Ask Your Question
3

OVS flows missing after Icehouse upgrade

asked 2014-07-10 13:22:17 -0500

jproulx gravatar image

updated 2014-07-10 14:24:06 -0500

After upgrade from Havana to Icehouse including ovs to ml2 migration, as documented at http://docs.openstack.org/openstack-o... , network sevice to my instances is broken. Running instances loose network and new instances fail to spawn, this same bahaviour persists after rebooting the hypervisor

Systems are Ubuntu12.04 + cloud archive and use VLAN based provider networks (primarily) and GRE based tenant overlays (rarely).

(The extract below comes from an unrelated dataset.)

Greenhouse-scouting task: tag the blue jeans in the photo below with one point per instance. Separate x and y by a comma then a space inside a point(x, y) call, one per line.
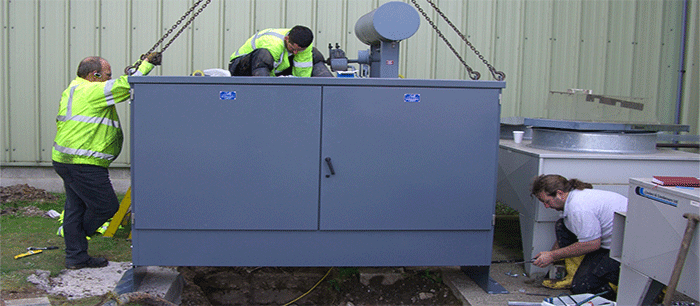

Breakage happens when compute node is upgraded. The cause seems to be a missing flow in the br-eth1. On a working Havana system I see:

# ovs-ofctl dump-flows br-eth1
NXST_FLOW reply (xid=0x4):
 cookie=0x0, duration=185347.841s, table=0, n_packets=113939229,n_bytes=12298686848, idle_age=0, hard_age=65534,priority=4,in_port=9,dl_vlan=1 actions=mod_vlan_vid:2113,NORMAL
 cookie=0x0, duration=185393.285s, table=0, n_packets=18,n_bytes=3384, idle_age=65534, hard_age=65534, priority=2,in_port=9 actions=drop
 cookie=0x0, duration=185394.258s, table=0, n_packets=277410868,n_bytes=1295102884039, idle_age=0, hard_age=65534, priority=1 actions=NORMAL

but on the broken icehouse system that first flow that translates the internal VLAN tag (1) to the external VLAN (2113) is missing, so all traffic from my test nodes dies there (last seen on phy-br-eht1 ) and never makes it off the hypervisor:

# ovs-ofctl dump-flows br-eth1
NXST_FLOW reply (xid=0x4):
 cookie=0x0, duration=170.158s, table=0, n_packets=20, n_bytes=4068, idle_age=1, priority=2,in_port=6 actions=drop
 cookie=0x0, duration=171.088s, table=0, n_packets=142415, n_bytes=174549125, idle_age=0, priority=1 actions=NORMAL

There is a WARNING burried in the logs. This is from a hard reboot of a preexisting instance following hypervisor reboot (port id adfbfa1c-d5ee-450f-b434-05cc4639f74d). details at http://paste.openstack.org/show/85998/ (note I've translated to standard notation above but eth1-br is 'correct' in my environment & did not normalize in the paste). The warning line is:

WARNING neutron.plugins.openvswitch.agent.ovs_neutron_agent [-] Device adfbfa1c-d5ee-450f-b434-05cc4639f74d not defined on plugin

Not sure what to exect in the Icehouse logs but the Havana debug logs show lots of rpc traffic like:

DEBUG neutron.openstack.common.rpc.amqp [-] received {u'_context_roles': [u'admin'], u'_context_read_deleted': u'no', u'_context_tenant_id': None, u'args': {u'segmentation_id': 2113, u'physical_network': u'trunk', u'port': {u'status': u'ACTIVE', u'binding:host_id': None, u'name': u'', u'allowed_address_pairs': [], u'admin_state_up': True, u'network_id': u'0a1d0a27-cffa-4de3-92c5-9d3fd3f2e74d', u'tenant_id': u'6f9adccbd03e4d2186756896957a14bf', u'extra_dhcp_opts': [], u'binding:vif_type': u'ovs', u'device_owner': u'network:dhcp', u'binding:capabilities': {u'port_filter': True}, u'mac_address': u'fa:16:3e:f8:df:73', u'fixed_ips': [{u'subnet_id': u'76123b94-2ae9-40c4-a4c6-03ee98d081d9', u'ip_address': u'REDACTED'}], u'id': u'9bc9680d-2ae2-4ebd-a9dc-60ceb6fb8073', u'security_groups': [], u'device_id': u'dhcpd29260d0-57dc-5465-92ba-2051a6e8e549-0a1d0a27-cffa-4de3-92c5-9d3fd3f2e74d'}, u'network_type': u'vlan'}, u'namespace': None, u'_unique_id': u'62fd8d4f19d045fa913bbb3eaef6fc5a', u'_context_is_admin': True, u'version': u'1.0', u'_context_project_id': None, u'_context_timestamp': u'2014-07-03 17:22:42.672013', u'_context_user_id': None, u'method': u'port_update'} _safe_log /usr/lib/python2.7/dist-packages/neutron/openstack/common/rpc/common.py:276

which includes things like 'segmentation_id': 2113, u'physical_network': u'trunk', I noteably don't see ... (more)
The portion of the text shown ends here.